- Original British quad poster
- Directed by: George More O'Ferrall
- Written by: Gordon Wellesley
- Based on: The Brute by Guy des Cars
- Produced by: Albert Fennell Bertram Ostrer
- Starring: Michael Redgrave; Leo Genn; Ann Todd;
- Cinematography: Jack Hildyard
- Edited by: Sidney Stone
- Music by: Brian Easdale
- Production companies: B & A Productions
- Distributed by: British Lion Films
- Release date: 25 August 1954 (London);
- Running time: 96 minutes
- Country: United Kingdom
- Language: English

= The Green Scarf =

1954 British film by 	George More O'Ferrall

The Green Scarf is a 1954 British mystery film directed by George More O'Ferrall and starring Michael Redgrave, Ann Todd, Leo Genn, Kieron Moore, Richard O'Sullivan and Michael Medwin. It was written by Gordon Wellesley based on the 1951 Guy des Cars novel The Brute.

== Plot ==
A deafblind man is accused of a seemingly motiveless murder.

==Cast==

- Michael Redgrave as Maitre Deliot
- Ann Todd as Solange Vauthier
- Leo Genn as Rodelec
- Kieron Moore as Jacques
- Richard O'Sullivan as child Jacques
- Jane Lamb as Child Solange
- Michael Medwin as Teral
- Jane Griffiths as Danielle
- Ella Milne as Louise
- Jane Henderson as Mme. Vauthier
- George Merritt as Advocate General
- Peter Burton as purser
- Tristan Rawson as prison governor
- Henry Caine as ship's captain
- Phil Brown as John Bell
- Anthony Nicholls as Goirin
- Walter Horsbrugh as interpreter
- Evelyn Roberts as President of the Court
- Neil Wilson as Inspector
- Michael Golden as warder
- Launce Maraschal as Sen. Bell
- Terence Alexander as wireless operator
- Frank Singuineau as clerk at telegram desk
- Wilfrid Brambell as court clerk

==Production==
The film was shot at Shepperton Studios with sets designed by the art director Wilfred Shingleton.

==Reception==

=== Critical ===
The Monthly Film Bulletin wrote: "The melodramatic plot might well have given scope for an interesting character study of Jacques Vauthier; but the director, George More O'Ferrall, makes little use of filmic effects to suggest the extraordinary loneliness of a man unable to hear, see or speak, confronted with a charge of murder. As played by Kieron Moore, Vauthier is a pathetic rather than a sympathetic character, and he never really comes to life: were there some attempt to show the world as Vauthier sees it rather than to show Vauthier through the eyes of the other characters, the task of making a convincing character of a blind deaf-mute might be easier. Michael Redgrave, as the ageing lawyer, seems a little uncertain as to the proper interpretation of the part, and some of his lines are lost on their way through a large ragged beard. The production is on the whole adequate, although the final whodunit denouement appears out of key with the subject."

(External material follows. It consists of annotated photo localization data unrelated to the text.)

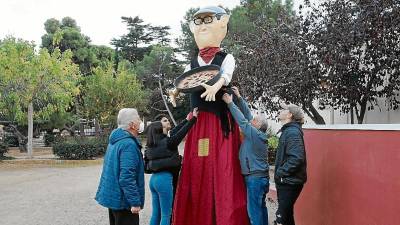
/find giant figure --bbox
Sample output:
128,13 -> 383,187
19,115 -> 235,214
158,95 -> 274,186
172,6 -> 249,225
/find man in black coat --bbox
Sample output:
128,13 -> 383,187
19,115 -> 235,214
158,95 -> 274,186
274,104 -> 307,225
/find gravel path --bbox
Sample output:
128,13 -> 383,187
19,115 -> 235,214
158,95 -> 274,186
0,165 -> 277,225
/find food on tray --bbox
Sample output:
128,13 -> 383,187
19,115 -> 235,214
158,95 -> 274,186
177,70 -> 219,89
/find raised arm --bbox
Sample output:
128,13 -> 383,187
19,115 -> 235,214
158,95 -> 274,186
167,117 -> 197,149
169,119 -> 188,137
231,86 -> 252,121
167,108 -> 199,148
237,97 -> 253,121
226,100 -> 259,138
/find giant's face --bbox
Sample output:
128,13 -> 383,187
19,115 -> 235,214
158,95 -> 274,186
191,13 -> 230,49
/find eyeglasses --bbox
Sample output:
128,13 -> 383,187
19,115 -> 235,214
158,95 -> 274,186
193,14 -> 224,25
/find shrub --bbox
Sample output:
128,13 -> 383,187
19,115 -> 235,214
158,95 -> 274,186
44,133 -> 56,146
268,135 -> 279,150
268,135 -> 279,165
53,136 -> 108,160
0,142 -> 9,158
4,135 -> 19,147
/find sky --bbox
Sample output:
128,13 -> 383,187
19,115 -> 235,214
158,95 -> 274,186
0,0 -> 306,48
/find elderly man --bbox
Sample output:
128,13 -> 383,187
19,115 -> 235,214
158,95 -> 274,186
222,87 -> 270,225
95,108 -> 145,225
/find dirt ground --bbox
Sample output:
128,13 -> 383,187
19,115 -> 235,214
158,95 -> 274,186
0,146 -> 277,225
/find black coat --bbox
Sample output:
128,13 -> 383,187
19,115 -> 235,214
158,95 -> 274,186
144,117 -> 197,173
274,122 -> 307,185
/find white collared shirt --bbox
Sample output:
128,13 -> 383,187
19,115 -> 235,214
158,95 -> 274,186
184,54 -> 236,86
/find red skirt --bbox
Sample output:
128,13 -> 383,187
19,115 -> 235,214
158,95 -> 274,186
173,111 -> 249,225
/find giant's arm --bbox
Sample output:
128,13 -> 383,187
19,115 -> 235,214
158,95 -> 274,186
201,54 -> 235,101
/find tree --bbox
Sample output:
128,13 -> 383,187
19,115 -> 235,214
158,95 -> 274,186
304,0 -> 400,124
134,45 -> 185,123
112,16 -> 163,63
82,62 -> 149,128
225,0 -> 329,123
41,17 -> 114,75
0,37 -> 80,156
175,7 -> 199,61
150,25 -> 172,46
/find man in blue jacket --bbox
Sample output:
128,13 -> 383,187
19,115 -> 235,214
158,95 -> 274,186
95,108 -> 145,225
222,87 -> 270,225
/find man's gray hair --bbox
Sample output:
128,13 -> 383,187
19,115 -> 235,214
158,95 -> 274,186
254,114 -> 268,133
117,108 -> 140,130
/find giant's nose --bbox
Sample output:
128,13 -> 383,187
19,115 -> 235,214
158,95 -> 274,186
198,23 -> 208,32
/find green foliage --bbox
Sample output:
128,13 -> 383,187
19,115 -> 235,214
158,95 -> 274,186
44,133 -> 56,147
82,62 -> 149,126
135,45 -> 178,89
112,16 -> 171,63
175,7 -> 199,61
267,134 -> 279,164
44,18 -> 60,34
134,45 -> 187,121
4,135 -> 19,147
41,17 -> 114,75
0,37 -> 80,125
268,135 -> 279,151
53,136 -> 108,160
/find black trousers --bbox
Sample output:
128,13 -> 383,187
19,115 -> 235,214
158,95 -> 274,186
276,184 -> 303,225
108,209 -> 139,225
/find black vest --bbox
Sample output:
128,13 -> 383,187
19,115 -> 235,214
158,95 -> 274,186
189,51 -> 234,137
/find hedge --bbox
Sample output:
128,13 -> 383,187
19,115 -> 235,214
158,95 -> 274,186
44,133 -> 56,147
0,142 -> 9,158
53,136 -> 108,160
4,135 -> 19,147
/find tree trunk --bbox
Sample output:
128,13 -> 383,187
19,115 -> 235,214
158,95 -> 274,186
357,101 -> 367,124
303,102 -> 326,124
158,80 -> 177,126
94,118 -> 101,136
79,120 -> 85,136
63,125 -> 75,136
350,106 -> 355,124
27,102 -> 33,158
9,124 -> 27,152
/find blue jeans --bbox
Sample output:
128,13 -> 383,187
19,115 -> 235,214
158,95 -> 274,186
149,171 -> 173,225
245,176 -> 269,225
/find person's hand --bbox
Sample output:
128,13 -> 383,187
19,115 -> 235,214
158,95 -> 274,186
192,107 -> 199,118
231,86 -> 241,98
222,93 -> 233,104
186,112 -> 193,120
131,206 -> 141,214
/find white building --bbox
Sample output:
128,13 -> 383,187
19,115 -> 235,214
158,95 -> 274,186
266,95 -> 400,133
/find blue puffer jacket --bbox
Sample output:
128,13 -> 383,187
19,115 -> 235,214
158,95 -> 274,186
95,128 -> 145,210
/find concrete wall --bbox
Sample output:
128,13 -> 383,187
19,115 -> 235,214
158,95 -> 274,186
295,125 -> 400,225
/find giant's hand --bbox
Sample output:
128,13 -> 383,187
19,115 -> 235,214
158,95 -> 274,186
168,88 -> 180,107
200,78 -> 225,102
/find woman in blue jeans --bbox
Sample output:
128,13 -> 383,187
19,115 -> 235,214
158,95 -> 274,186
145,108 -> 198,225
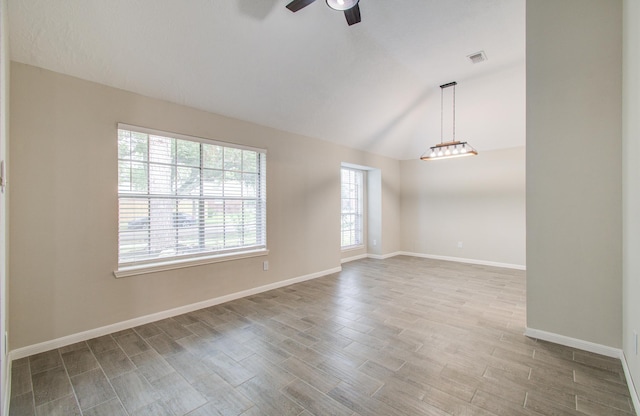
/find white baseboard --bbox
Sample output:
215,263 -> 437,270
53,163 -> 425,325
341,253 -> 368,264
524,327 -> 621,358
400,251 -> 526,271
343,251 -> 524,269
9,266 -> 341,361
368,251 -> 403,260
341,251 -> 403,263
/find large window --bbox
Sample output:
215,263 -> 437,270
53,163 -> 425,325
117,124 -> 266,269
341,167 -> 364,248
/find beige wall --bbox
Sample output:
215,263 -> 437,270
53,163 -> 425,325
399,147 -> 526,267
1,0 -> 9,408
8,62 -> 401,349
526,0 -> 622,347
623,0 -> 640,399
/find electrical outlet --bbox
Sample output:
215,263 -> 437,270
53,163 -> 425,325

Leslie Halliwell said: "Plodding courtroom drama with familiar faces in unconvincingly French guise."

In British Sound Films: The Studio Years 1928–1959 David Quinlan rated the film as "average", writing: "Competent-plus cast and interesting plot, although drama doesn't touch many emotional chords."

=== Box office ===
In The New York Times, its film critic Bosley Crowther concluded: "The Green Scarf is a mottled and unconvincing thing."

According to Kinematograph Weekly the film was a "money maker" at the British box office in 1954.